As a side note, 広辞苑 states:

かい 【詮・甲斐】 : 行動の結果としてのききめ。効果。また、してみるだけの値打ち。

I believe your assumption

Assuming 期待できる is used to express a strong possibility or hopeful feeling and だけの + 値うち is used to gauge the worth of the attached rel. clause

is correct, but the overall interpretation is slightly different. Using the definition you quoted, "生きている甲斐がない" can be interpreted as "生きていることに、期待できるだけの価値がない"(*1), which can be roughly translated into "Nothing valuable is going to happen in my life". If I allow myself to be informal due to my not being fluent, it's like "Yes, I'm alive. What can I expect from it because I'm alive? (There should be something, right?) Nothing, nothing truly valuable!"

新和英大辞典, a good Japanese-English dictionary from 研究社, has

Life [is meaningless, is not worth living, has no point]

for "生きる甲斐がない". I think these are quite good translations.

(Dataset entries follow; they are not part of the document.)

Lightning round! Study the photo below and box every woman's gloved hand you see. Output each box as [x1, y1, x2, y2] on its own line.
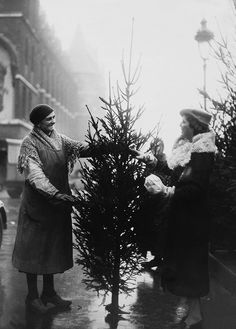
[52, 192, 77, 206]
[144, 174, 175, 196]
[129, 148, 157, 164]
[55, 192, 75, 203]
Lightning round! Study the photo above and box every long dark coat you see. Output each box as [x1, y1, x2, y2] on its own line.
[13, 136, 73, 274]
[162, 152, 214, 297]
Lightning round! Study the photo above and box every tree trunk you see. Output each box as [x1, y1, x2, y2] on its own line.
[111, 243, 120, 314]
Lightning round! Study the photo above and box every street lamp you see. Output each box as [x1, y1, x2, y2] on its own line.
[195, 19, 214, 111]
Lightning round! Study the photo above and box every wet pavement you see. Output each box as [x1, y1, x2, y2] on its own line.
[0, 195, 236, 329]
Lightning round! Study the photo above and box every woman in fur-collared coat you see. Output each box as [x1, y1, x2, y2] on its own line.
[133, 109, 216, 328]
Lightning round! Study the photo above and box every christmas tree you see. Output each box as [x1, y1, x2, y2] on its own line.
[74, 24, 163, 314]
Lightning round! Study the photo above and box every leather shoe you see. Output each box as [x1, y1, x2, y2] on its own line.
[41, 294, 72, 309]
[25, 298, 54, 314]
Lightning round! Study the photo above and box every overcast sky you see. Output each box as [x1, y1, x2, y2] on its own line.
[41, 0, 236, 151]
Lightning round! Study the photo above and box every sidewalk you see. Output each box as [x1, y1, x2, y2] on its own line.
[0, 193, 236, 329]
[202, 255, 236, 329]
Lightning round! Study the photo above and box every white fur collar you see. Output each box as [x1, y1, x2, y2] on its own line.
[167, 131, 217, 169]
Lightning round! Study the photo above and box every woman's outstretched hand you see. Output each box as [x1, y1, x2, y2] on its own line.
[55, 192, 76, 204]
[129, 147, 146, 161]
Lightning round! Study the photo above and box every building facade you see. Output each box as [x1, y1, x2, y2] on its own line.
[0, 0, 79, 138]
[0, 0, 81, 195]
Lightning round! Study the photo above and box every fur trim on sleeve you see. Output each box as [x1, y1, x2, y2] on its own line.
[192, 131, 217, 153]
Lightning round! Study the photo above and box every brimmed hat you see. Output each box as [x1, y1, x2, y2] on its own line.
[180, 109, 212, 126]
[29, 104, 54, 125]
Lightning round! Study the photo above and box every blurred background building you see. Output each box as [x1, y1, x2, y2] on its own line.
[0, 0, 104, 195]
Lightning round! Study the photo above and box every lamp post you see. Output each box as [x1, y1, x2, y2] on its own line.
[195, 19, 214, 111]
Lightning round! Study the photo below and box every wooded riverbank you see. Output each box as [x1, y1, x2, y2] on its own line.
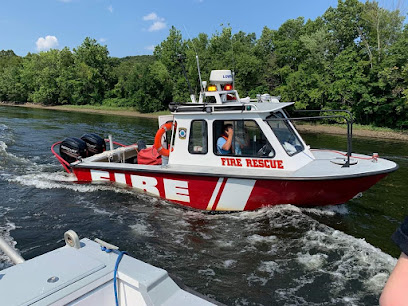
[0, 102, 408, 141]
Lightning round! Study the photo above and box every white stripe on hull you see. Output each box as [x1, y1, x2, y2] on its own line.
[216, 178, 256, 210]
[207, 177, 224, 210]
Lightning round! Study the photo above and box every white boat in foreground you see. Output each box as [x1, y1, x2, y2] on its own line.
[0, 231, 219, 306]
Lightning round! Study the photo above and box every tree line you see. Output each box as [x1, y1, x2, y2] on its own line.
[0, 0, 408, 129]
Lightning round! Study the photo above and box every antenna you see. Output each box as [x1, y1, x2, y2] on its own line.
[228, 22, 235, 88]
[177, 54, 196, 103]
[183, 24, 205, 92]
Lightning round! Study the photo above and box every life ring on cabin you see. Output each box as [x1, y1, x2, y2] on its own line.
[153, 122, 177, 156]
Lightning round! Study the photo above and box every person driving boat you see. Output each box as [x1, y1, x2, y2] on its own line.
[217, 124, 234, 155]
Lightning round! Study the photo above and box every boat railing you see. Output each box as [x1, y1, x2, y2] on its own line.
[0, 237, 25, 265]
[266, 109, 354, 168]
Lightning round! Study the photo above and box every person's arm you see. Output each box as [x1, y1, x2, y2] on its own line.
[222, 128, 234, 151]
[380, 218, 408, 306]
[380, 253, 408, 306]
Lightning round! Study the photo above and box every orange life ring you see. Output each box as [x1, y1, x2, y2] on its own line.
[153, 122, 177, 156]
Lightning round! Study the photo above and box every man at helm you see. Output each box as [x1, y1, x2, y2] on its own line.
[217, 124, 234, 155]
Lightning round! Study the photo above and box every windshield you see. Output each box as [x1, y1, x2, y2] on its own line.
[266, 112, 304, 156]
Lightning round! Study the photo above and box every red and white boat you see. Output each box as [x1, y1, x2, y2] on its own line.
[52, 70, 398, 211]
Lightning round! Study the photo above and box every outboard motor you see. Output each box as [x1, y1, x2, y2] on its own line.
[60, 137, 88, 163]
[81, 133, 106, 156]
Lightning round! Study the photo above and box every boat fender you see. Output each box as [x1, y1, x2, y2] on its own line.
[64, 230, 81, 249]
[153, 122, 176, 156]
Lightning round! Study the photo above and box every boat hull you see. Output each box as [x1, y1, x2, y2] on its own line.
[73, 167, 387, 211]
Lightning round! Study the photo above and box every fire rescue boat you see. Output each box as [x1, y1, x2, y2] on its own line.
[52, 70, 398, 211]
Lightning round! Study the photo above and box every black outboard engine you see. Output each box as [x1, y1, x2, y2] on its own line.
[60, 137, 88, 163]
[81, 133, 106, 156]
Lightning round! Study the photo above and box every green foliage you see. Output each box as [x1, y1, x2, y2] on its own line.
[0, 0, 408, 129]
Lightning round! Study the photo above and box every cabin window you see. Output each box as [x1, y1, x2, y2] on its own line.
[213, 120, 275, 157]
[267, 112, 304, 156]
[188, 120, 208, 154]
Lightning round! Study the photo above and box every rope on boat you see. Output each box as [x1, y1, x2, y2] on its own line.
[101, 246, 127, 306]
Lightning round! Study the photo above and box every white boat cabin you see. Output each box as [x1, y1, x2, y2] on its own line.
[159, 70, 314, 172]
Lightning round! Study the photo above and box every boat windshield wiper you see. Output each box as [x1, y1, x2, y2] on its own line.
[266, 109, 354, 167]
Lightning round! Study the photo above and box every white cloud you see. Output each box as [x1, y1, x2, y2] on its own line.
[143, 13, 159, 21]
[148, 21, 166, 32]
[143, 12, 167, 32]
[35, 35, 58, 51]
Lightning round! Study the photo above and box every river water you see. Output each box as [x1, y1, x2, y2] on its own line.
[0, 106, 408, 305]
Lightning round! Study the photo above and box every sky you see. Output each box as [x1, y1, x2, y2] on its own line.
[0, 0, 374, 57]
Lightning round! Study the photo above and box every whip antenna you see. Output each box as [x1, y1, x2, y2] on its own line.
[183, 24, 205, 92]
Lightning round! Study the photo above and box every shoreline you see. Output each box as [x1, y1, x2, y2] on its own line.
[0, 102, 408, 142]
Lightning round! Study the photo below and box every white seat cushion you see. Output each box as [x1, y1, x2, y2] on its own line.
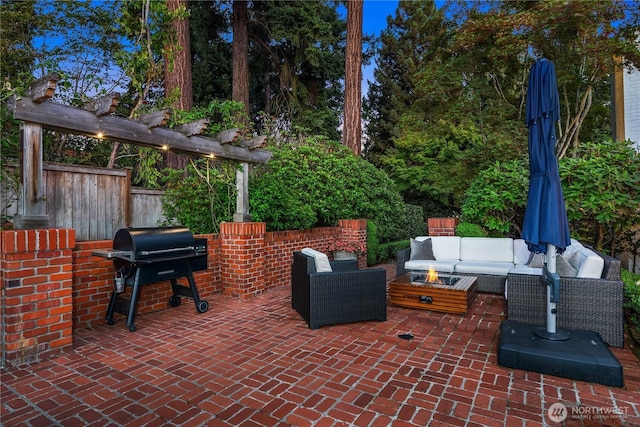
[300, 248, 333, 273]
[509, 264, 542, 276]
[404, 259, 460, 273]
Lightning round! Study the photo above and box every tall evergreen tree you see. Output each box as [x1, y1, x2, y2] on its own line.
[364, 0, 450, 164]
[164, 0, 193, 169]
[231, 0, 249, 123]
[342, 0, 363, 155]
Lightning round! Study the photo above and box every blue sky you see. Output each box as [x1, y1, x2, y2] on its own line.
[362, 0, 398, 92]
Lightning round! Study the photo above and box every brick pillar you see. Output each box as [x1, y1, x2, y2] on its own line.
[220, 222, 267, 299]
[0, 229, 76, 366]
[427, 218, 459, 236]
[338, 219, 367, 268]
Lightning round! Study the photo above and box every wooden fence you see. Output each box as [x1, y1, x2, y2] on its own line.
[0, 163, 164, 241]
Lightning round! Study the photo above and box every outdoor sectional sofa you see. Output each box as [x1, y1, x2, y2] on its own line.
[396, 236, 624, 347]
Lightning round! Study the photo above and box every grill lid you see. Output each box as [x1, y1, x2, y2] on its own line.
[113, 227, 195, 260]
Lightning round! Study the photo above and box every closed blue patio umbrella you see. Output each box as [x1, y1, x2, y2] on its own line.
[522, 58, 571, 334]
[498, 59, 624, 387]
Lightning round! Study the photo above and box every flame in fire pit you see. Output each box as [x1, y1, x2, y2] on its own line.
[424, 267, 440, 283]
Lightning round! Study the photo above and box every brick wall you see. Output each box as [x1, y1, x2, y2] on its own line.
[0, 229, 75, 365]
[0, 220, 367, 365]
[427, 218, 459, 236]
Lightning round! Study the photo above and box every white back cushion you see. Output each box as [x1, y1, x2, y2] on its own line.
[416, 236, 460, 260]
[571, 245, 604, 279]
[460, 237, 513, 263]
[513, 239, 531, 265]
[300, 248, 333, 273]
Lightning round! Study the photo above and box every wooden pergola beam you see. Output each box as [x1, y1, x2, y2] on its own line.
[9, 98, 272, 163]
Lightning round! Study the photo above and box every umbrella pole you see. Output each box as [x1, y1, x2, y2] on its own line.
[546, 243, 557, 334]
[533, 243, 569, 341]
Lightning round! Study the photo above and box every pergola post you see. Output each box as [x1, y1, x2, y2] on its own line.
[14, 122, 49, 229]
[233, 162, 251, 222]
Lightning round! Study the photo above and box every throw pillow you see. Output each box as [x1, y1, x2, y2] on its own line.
[527, 252, 544, 268]
[556, 255, 578, 277]
[409, 238, 436, 260]
[300, 248, 333, 273]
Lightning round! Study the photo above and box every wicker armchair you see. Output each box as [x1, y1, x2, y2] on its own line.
[507, 253, 624, 347]
[291, 252, 387, 329]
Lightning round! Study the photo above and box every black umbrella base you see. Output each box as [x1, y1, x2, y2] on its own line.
[498, 320, 624, 387]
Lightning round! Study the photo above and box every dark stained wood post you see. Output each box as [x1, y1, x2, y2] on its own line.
[14, 122, 49, 229]
[14, 73, 60, 229]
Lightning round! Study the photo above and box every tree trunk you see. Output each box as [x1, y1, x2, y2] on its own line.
[164, 0, 193, 169]
[342, 0, 363, 155]
[231, 0, 249, 125]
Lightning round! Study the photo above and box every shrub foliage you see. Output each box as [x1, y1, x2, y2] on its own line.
[249, 139, 404, 241]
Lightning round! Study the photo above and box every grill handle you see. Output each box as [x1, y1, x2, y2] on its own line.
[140, 246, 196, 256]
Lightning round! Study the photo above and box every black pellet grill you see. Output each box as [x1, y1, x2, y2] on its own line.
[93, 227, 209, 332]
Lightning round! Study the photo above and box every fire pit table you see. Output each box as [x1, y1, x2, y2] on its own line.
[389, 271, 478, 314]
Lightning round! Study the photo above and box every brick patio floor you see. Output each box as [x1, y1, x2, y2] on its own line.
[0, 270, 640, 427]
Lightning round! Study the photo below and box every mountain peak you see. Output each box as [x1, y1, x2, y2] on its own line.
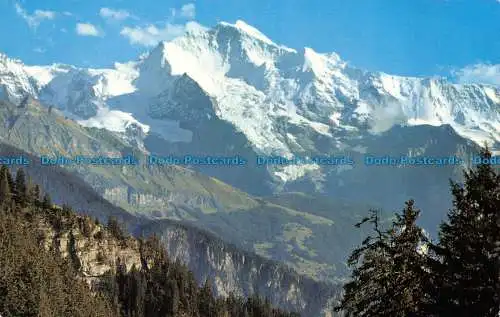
[216, 20, 296, 52]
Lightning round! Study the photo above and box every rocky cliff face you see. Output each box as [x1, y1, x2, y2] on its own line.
[142, 221, 341, 317]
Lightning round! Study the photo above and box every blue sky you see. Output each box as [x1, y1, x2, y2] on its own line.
[0, 0, 500, 81]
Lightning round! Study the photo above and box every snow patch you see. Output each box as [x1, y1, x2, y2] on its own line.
[77, 108, 149, 133]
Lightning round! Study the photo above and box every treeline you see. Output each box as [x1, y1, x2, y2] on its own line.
[335, 149, 500, 317]
[0, 166, 299, 317]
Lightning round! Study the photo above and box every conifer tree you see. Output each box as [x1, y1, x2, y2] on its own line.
[42, 193, 52, 209]
[335, 200, 426, 317]
[427, 148, 500, 317]
[0, 165, 10, 204]
[15, 168, 28, 207]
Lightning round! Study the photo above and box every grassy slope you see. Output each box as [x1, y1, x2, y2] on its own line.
[0, 97, 372, 280]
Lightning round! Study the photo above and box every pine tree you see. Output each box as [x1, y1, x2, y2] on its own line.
[0, 165, 11, 204]
[29, 184, 40, 204]
[427, 149, 500, 317]
[42, 193, 52, 209]
[15, 168, 28, 207]
[335, 200, 426, 317]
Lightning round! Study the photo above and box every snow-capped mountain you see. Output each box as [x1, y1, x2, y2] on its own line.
[0, 21, 500, 169]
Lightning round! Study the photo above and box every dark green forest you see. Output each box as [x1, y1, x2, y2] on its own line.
[0, 166, 299, 317]
[335, 149, 500, 317]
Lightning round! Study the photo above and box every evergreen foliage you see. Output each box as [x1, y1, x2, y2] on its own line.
[427, 149, 500, 317]
[335, 148, 500, 317]
[0, 166, 299, 317]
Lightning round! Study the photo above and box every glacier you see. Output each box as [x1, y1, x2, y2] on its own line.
[0, 20, 500, 175]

So yes, this phrase is used by people who are unhappy, and who don't expect to be happy in the future.

(Careful : anything below is my subjective point of view)

It is important though, that the speaker is unhappy because of the lack of some essential value in his/her life, and not because of excessive amount of sadness. This phrase is sometimes used with "without you/her", to express how deeply the speaker cares about him/her and how crucial his/her existence is, to the point it affects the meaning of his/her whole life.

(*1) : This phrase is can be a little confusing --- without "、", this can also be interpreted as "「生きていることに期待できる」だけの価値がない", "there is no value good enough for me to expect a good deal from my life", which does not really make sense without context. I used the phrase as "生きていることに、「期待出来るだけの価値」がない" here.

  • I believe terminally sick persons can use this phrase too, but when doing so, that's because he is deprived of some essential value by the sickness.
    – Yosh
    Feb 22, 2015 at 14:32
  • "there is no value worth expecting in (my) life/ living life" seems ungrammatical as English to me. Would "Nothing valuable is going to happen in my life" express the same thing you're trying to say there?
    – virmaior
    Feb 22, 2015 at 14:52
  • @virmaior Thanks for spotting this! (I've been away for a while, sorry.) I've edited the answer. The expression you proposed is close enough, but I feel not exactly the same -- I'll try to find an even better expression.